Static site generators are essentially build processes, processes that are triggered because of change in either the code or data underlying the static artifact (this is a novelty of SSGs building both data & code versus building just code). Because these processes are triggered by changes in the data or the code, those changes are what enter computation rather than something that is fetched a runtime.

This is how static site generators are akin to the "upside-down stack"; data comes first and is what you enter the process with, versus being something that is sought after only during an ongoing process.

This vision is already present in a modern build system like Concourse CI with its concept of Pipelines being composed of Job and Resources. This goes in the direction of thinking "Okay, this job is triggered by a change on some resources and, in order to perform the job, other resources will also be needed." The dependency tree of the resources required in order to perform an action is specified beforehand and you can ensure that all resources are in place prior to performing a job.

This is where I see static site generators as early adopters of certain patterns that will gain more generalized adoption. If you have a domain where the data is read more than it is written, a build-driven approach has a number of advantages (among them excellent performance, low cost and a better security model).

The intersection with serverless

As mentioned in my previous post, where I predicted some bigger trends behind the surface of Serverless & GraphQL, serverless has deeper implications than what is usually known for. For example, it can be seen as Serverless is a very compelling technology to deal with workloads that are build driven like static site generators, you need to handle workloads that are event driven (with events generated by changes to the application, the data or the domain model) and then different in scale and distribution over time than workloads to serving constant traffic.

To support build cycles and pipelines, Serverless becomes relevant again as infrastructure used to host these new kinds of architectures. Step functions are something to look at in order to understand how this future might look like.

Conclusion

Before concluding this post, it’s important to look at what static site generators represent and which factors they rely on to achieve the popularity they currently enjoy. The first important realization is that static site generators can be more dynamic than the name suggests and that the concepts they apply might see much wider adoption if accompanied with a significant innovation of the toolchains currently in use. As an example static site generators might be a pointer to the fact that build processes are about to be re-evaluated as a delivery mechanism for more than application logic.
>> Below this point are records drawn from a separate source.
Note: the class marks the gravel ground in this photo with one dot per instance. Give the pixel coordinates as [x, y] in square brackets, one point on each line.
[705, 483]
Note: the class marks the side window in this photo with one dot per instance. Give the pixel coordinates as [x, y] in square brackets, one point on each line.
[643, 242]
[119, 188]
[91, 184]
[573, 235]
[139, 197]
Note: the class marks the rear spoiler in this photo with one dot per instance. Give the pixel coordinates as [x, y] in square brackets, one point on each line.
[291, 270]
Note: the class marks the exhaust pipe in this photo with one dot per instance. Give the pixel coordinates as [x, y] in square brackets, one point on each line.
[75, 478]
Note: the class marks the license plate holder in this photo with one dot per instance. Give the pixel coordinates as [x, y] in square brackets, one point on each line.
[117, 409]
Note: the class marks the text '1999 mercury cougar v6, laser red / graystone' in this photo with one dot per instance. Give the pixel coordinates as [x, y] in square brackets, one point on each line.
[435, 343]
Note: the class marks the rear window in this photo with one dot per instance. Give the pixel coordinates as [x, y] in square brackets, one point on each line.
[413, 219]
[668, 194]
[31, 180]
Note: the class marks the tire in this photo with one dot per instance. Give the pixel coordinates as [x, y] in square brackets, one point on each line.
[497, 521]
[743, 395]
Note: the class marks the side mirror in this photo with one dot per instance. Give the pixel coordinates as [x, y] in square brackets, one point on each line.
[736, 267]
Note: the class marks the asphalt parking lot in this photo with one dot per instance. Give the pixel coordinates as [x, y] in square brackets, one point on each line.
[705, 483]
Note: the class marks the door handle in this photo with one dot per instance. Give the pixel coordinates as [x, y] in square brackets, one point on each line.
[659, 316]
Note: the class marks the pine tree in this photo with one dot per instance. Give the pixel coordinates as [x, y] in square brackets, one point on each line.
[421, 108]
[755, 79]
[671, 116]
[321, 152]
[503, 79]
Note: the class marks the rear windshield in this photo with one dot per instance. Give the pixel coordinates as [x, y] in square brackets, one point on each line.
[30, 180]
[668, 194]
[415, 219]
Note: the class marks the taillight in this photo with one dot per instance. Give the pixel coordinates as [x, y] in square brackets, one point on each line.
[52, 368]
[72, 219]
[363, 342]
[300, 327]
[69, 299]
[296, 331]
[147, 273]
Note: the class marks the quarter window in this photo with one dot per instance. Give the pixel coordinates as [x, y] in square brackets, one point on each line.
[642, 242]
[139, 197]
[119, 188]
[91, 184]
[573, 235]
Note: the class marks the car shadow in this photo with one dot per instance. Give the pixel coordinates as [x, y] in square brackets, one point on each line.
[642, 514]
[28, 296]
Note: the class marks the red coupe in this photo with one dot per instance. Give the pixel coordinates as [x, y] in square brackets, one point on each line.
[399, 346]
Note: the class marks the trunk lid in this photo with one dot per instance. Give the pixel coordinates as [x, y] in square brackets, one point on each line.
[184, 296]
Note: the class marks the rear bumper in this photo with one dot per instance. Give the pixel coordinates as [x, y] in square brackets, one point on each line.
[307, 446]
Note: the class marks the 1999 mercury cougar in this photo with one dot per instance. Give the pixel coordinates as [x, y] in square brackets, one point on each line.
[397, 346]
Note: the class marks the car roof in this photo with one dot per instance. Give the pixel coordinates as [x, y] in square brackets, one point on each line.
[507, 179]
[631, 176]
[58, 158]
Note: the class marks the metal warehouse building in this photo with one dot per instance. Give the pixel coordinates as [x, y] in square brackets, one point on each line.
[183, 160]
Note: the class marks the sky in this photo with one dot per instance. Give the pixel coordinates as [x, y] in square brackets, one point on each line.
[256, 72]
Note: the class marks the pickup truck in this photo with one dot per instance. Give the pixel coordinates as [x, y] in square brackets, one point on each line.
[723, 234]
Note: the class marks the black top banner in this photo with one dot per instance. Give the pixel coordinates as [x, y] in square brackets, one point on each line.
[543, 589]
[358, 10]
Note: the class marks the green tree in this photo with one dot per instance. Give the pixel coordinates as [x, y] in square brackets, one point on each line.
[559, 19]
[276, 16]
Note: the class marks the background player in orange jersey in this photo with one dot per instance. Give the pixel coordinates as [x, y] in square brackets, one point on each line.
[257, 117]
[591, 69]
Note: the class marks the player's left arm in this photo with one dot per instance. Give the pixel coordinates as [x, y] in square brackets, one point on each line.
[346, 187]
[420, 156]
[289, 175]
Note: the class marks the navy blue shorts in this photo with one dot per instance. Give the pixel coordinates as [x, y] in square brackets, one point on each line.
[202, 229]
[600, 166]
In short, here are trends to watch for, as they might serve as seeds for future looking-thoughts:

Data enters the runtime at the very beginning of the computation, instead of being grabbed during computation
The event that triggers the computation is a change in application logic, in the data of the domain that the application deals with, or changes of the data domain itself
A user request can be satisfied by serving a pre-compiled set of assets (that are built only when the underlying data is updated, and not at request time)
The data is "built", instead of being fetched and integrated at every request; requiring more modern build systems and innovations of the concept of build systems

Next step

It’s important to keep watching how the phenomenon of static sites continues to evolve and seeing the prospects of the new generation of web architectures that are build-based rather than the current request/response-focused patterns.

In order for that trend to grow, other trends need to fall into place; build systems and databases (or systems that front the database) are some areas we need to look at for innovations. This will be something I will elaborate in follow up posts of this series.